The shortage only affected lots that get trees from giant production farms in places such as North Carolina, Maine and Oregon. The root of the problem goes back to the economic downturn of 2007-10.

“In 2007, we were at the beginning of our recession and tree sales were down, prices were down, farmers didn’t have the space in their fields to replant because they weren’t harvesting as many,” National Christmas Tree Association spokesman Doug Hundley told Hearst Newspapers last month.

Now, those trees from about 10 years ago are at the right age to sell, and there just aren’t enough to go around.

Longtime Woodbridge resident Charlie Whiting, who is 89 and still lives in town, was one of five founding fathers of Troop 63 and started the Christmas tree sale decades ago, first selling at the corner of Amity Road and Center Street before moving to the old firehouse at the center of town.

Decades ago, through a connection at the water company, scouts were allowed to cut pine trees on water company property to sell and used larger trees to build a log cabin on town property that has become a Boy Scout camp used by troops from throughout the area. From December to April, troops spend weekends doing winter camping.

“No lights. No running water. No telephone. Just a 30-by-30 log cabin with a well for water, wood burning stove and fire pit outside.”

Town resident Bob Hill came in and helped Whiting run the sale from 2006 to 2011. Before that, Whiting ran the operation on his own.

Not only is the sale the troop’s primary fundraiser, it also teaches valuable lessons to the scouts in salesmanship, merchandising, customer service, community service and “how to earn your own way and be proud of that,” Hill said.

Hill said Whiting retired from the troop this summer but hasn’t stayed completely retired.

Hill said he went down to the troop campground to check on the property after a group camped therefor the weekend “and, of course, Charlie was there.”

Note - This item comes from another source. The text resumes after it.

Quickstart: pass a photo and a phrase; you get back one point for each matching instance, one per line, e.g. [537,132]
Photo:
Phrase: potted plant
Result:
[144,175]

Troop 63, which has two Eagle Scouts and one more on the cusp, uses the proceeds to subsidize camping trips, the cost of badges and awards, and to help offset parental contributions for a weeklong summer camp.

Amity High School seniors Dean Pocwierz, 18, Ted’s son, and Andrew Burford, 17, both earned the rank of Eagle Scout in November. Daniel Feitchtner, 17, also an Amity senior, is scheduled to attain the rank in January.

The three joined Cub Scouts together.

For Pocwierz, selling out early has one distinct benefit: He got to be at home home with his family on Christmas Eve.